President Takes Executive Action to Undo WOTUS Rule
March 3, 2017

On Tuesday, President Trump signed an executive order directing the Environmental Protection Agency and the Army Corps of Engineers to review the controversial "waters of the United States" rule and make a decision to either rescind or revise the rule. The final rule, published in early 2015, was widely seen as a land grab giving the federal government jurisdiction over millions of acres of streams, rivers, dry washes and dugouts.

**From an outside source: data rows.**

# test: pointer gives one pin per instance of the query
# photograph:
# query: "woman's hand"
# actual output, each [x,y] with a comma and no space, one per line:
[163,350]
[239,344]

While the executive order does not immediately withdraw the rule, it gives the agencies clear direction to revise the rule consistent with the goals of protecting navigable waters while promoting economic growth and ensuring regulatory certainty, or rescind the rule if that cannot be achieved. During review by the agencies, the WOTUS rule remains under a nationwide judicial stay, barring EPA or the Corps from enforcing any part of the rule.

Notably, the President's executive order also calls on the agencies to utilize the traditional definition of "navigable waters" consistent with the late Justice Antonin Scalia's opinion in the Rapanos Supreme Court case in any future rulemaking. This action effectively limits future rules under the Clean Water to follow Justice Anthony Kennedy's "significant nexus" test, requiring a showing that waters are in fact navigable or possess a significant nexus to navigable waters in order to be jurisdictional.

Agriculture, private landowners, construction and mining stakeholders have called the action a victory in ensuring regulatory certainty for all land users. However, the day after the order was signed, the Environmental Working Group released their analysis claiming change to the rule would put the drinking water of 117 million Americans at risk, ignoring the fact that these waters and wetlands not federally jurisdictional are regulated by the states.